We of the general public are led to suppose that the next naval war—if ever we engage in another naval war—will begin with a decisive fleet action. The plan of action is presented with an alluring simplicity. Our adversary will come out to us, in a ratio of 10 to 16, or in some ratio still more advantageous to us, according as our adversary happens to be this Power or that Power, there will be some tremendous business with guns and torpedoes, and our admirals will return victorious to discuss the discipline and details of the battle and each other's little weaknesses in the monthly magazines. This is a desirable but improbable anticipation. No hostile Power is in the least likely to send out any battleships at all against our invincible Dreadnoughts. They will promenade the seas, always in the ratio of 16 or more to 10, looking for fleets securely tucked away out of reach. They will not, of course, go too near the enemy's coast, on account of mines, and, meanwhile, our cruisers will hunt the enemy's commerce into port.
Then other things will happen.
The enemy we shall discover using unsportsmanlike devices against our capital ships. Unless he is a lunatic, he will prove to be much stronger in reality than he is on paper in the matter of submarines, torpedo-boats, waterplanes and aeroplanes. These are things cheap to make and easy to conceal. He will be richly stocked with ingenious devices for getting explosives up to these two million pound triumphs of our naval engineering. On the cloudy and foggy nights so frequent about these islands he will have extraordinary chances, and sooner or later, unless we beat him thoroughly in the air above and in the waters beneath, for neither of which proceedings we are prepared, some of these chances will come off, and we shall lose a Dreadnought.
It will be a poor consolation if an ill-advised and stranded Zeppelin or so enlivens the quiet of the English countryside by coming down and capitulating.

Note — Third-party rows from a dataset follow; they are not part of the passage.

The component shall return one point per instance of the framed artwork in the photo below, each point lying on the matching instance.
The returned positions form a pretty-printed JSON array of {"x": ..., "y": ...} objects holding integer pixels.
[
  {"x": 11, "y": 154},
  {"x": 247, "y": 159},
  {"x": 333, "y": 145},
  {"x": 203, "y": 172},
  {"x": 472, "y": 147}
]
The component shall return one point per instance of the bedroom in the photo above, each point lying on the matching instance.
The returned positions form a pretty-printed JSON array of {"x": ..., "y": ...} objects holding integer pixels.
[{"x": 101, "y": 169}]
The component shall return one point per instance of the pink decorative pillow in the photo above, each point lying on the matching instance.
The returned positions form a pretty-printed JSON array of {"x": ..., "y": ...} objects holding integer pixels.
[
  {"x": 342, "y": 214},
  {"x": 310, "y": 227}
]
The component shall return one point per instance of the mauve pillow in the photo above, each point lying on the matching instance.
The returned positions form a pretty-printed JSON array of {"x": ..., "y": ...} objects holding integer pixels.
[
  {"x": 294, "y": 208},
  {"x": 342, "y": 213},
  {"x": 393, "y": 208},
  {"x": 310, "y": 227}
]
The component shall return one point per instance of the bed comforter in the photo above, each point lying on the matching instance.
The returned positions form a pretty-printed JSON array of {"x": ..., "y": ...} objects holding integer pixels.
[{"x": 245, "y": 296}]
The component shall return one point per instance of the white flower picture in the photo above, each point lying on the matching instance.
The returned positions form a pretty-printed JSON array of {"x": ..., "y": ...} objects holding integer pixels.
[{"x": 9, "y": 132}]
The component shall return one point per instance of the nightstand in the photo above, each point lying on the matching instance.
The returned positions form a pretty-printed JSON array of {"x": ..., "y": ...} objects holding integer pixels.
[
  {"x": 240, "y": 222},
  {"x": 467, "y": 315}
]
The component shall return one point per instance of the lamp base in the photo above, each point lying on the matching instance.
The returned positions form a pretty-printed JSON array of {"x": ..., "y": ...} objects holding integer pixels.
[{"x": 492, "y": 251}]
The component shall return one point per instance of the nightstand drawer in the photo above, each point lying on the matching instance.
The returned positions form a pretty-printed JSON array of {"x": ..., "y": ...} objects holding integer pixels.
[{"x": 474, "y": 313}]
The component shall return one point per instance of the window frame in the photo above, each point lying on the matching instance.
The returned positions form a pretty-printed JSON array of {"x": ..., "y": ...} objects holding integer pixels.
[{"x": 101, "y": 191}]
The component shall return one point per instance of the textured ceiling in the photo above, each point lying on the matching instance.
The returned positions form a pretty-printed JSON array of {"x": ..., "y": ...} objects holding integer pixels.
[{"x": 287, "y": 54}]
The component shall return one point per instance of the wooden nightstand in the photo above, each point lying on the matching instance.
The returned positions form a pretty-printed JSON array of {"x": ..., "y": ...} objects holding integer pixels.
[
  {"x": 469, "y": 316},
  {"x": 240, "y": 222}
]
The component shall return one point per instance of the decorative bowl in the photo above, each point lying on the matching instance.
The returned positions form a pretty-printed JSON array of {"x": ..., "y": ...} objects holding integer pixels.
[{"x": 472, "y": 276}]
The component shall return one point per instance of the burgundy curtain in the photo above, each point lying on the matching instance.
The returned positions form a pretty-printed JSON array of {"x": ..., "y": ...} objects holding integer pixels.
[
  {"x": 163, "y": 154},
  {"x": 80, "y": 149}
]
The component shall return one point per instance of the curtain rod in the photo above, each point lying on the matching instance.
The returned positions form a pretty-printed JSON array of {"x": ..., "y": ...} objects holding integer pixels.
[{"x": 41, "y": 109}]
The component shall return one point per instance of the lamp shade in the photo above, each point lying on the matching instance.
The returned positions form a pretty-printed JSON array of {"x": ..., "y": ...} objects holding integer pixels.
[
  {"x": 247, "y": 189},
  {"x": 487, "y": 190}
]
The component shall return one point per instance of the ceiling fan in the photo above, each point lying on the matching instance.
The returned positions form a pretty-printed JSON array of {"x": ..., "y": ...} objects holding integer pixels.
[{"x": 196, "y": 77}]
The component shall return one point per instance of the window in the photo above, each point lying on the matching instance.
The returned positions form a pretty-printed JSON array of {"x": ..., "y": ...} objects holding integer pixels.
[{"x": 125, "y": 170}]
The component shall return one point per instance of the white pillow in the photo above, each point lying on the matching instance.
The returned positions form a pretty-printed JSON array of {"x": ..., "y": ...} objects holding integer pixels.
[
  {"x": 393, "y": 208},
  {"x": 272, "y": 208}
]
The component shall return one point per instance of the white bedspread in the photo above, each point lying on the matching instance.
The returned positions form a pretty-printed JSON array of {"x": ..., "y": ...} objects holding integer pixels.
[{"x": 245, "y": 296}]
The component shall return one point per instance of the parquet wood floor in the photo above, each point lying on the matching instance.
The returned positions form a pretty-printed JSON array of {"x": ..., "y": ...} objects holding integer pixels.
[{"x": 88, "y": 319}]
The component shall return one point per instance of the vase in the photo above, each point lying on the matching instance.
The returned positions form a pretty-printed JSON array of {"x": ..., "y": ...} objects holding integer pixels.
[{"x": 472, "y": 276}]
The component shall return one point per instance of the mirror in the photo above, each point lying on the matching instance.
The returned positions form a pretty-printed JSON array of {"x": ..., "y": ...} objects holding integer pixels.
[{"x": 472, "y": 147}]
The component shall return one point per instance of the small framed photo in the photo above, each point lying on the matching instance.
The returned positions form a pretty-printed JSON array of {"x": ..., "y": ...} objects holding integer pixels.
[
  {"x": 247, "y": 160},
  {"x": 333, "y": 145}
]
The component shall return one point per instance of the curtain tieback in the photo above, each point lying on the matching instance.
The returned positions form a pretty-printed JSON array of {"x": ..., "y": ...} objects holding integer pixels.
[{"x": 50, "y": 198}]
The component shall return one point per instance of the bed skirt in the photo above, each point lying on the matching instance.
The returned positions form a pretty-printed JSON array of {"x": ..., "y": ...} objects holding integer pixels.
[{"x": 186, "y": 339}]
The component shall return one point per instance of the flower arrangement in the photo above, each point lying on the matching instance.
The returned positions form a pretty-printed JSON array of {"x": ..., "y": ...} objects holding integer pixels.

It will be a trifling countershock to wing an aeroplane or so, or blow a torpedo-boat out of the water. Our Dreadnoughts will cease to be a source of unmitigated confidence A second battleship disaster will excite the Press extremely. A third will probably lead to a retirement of the battle fleet to some east coast harbour, a refuge liable to aeroplanes, or to the west coast of Ireland—and the real naval war, which, as I have argued in an earlier chapter, will be a war of destroyers, submarines and hydroplanes, will begin. Incidentally a commerce destroyer may take advantage of the retirement of our fleet to raid our trade routes.
We shall then realise that the actual naval weapons are these smaller weapons, and especially the destroyer, the submarine, and the waterplane—the waterplane most of all, because of its possibilities of a comparative bigness—in the hands of competent and daring men. And I find myself, as a patriotic Englishman, more and more troubled by doubts whether we are as certainly superior to any possible adversary in these essential things as we are in the matter of Dreadnoughts. I find myself awake at nights, after a day much agitated by a belligerent Press, wondering whether the real Empire of the Sea may not even now have slipped out of our hands while our attention has been fixed on our stately procession of giant warships, while our country has been in a dream, hypnotised by the Dreadnought idea.